- Coordinates: 40°19′30″N 79°50′36″W﻿ / ﻿40.325°N 79.8432°W
- Carries: CSX Keystone Subdivision
- Crosses: Youghiogheny River
- Locale: Liberty, Pennsylvania and McKeesport, Pennsylvania

Characteristics
- Design: Girder bridge

History
- Opened: 1968

Location

= Liberty Boro Bridge (Pittsburgh and Lake Erie Railroad) =

The P&LE Liberty Boro Bridge is a girder bridge across the Youghiogheny River connecting the Pittsburgh industrial suburbs of Liberty and McKeesport, Pennsylvania. In 1968, the Pittsburgh & Lake Erie Railroad undertook a major construction project in conjunction with the B&O Railroad to clear tracks from downtown McKeesport. These tracks caused traffic congestion and posed a safety hazard.

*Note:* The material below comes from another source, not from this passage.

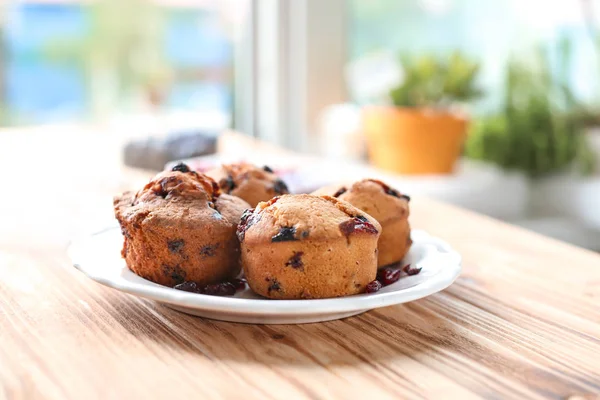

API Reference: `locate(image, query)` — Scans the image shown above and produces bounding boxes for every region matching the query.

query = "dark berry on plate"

As a result, both this bridge and the nearby P&LE McKeesport Bridge were created to direct rail traffic to the west bank of the river, which featured a less confusing street grid.

While its sister structure is a truss bridge that crosses the river parallel to a highway bridge, the Liberty Boro Bridge appears relatively utilitarian and crosses the river at a nearly diagonal angle. The structure currently serves the Pittsburgh-to-Cumberland, Maryland CSX Keystone Subdivision.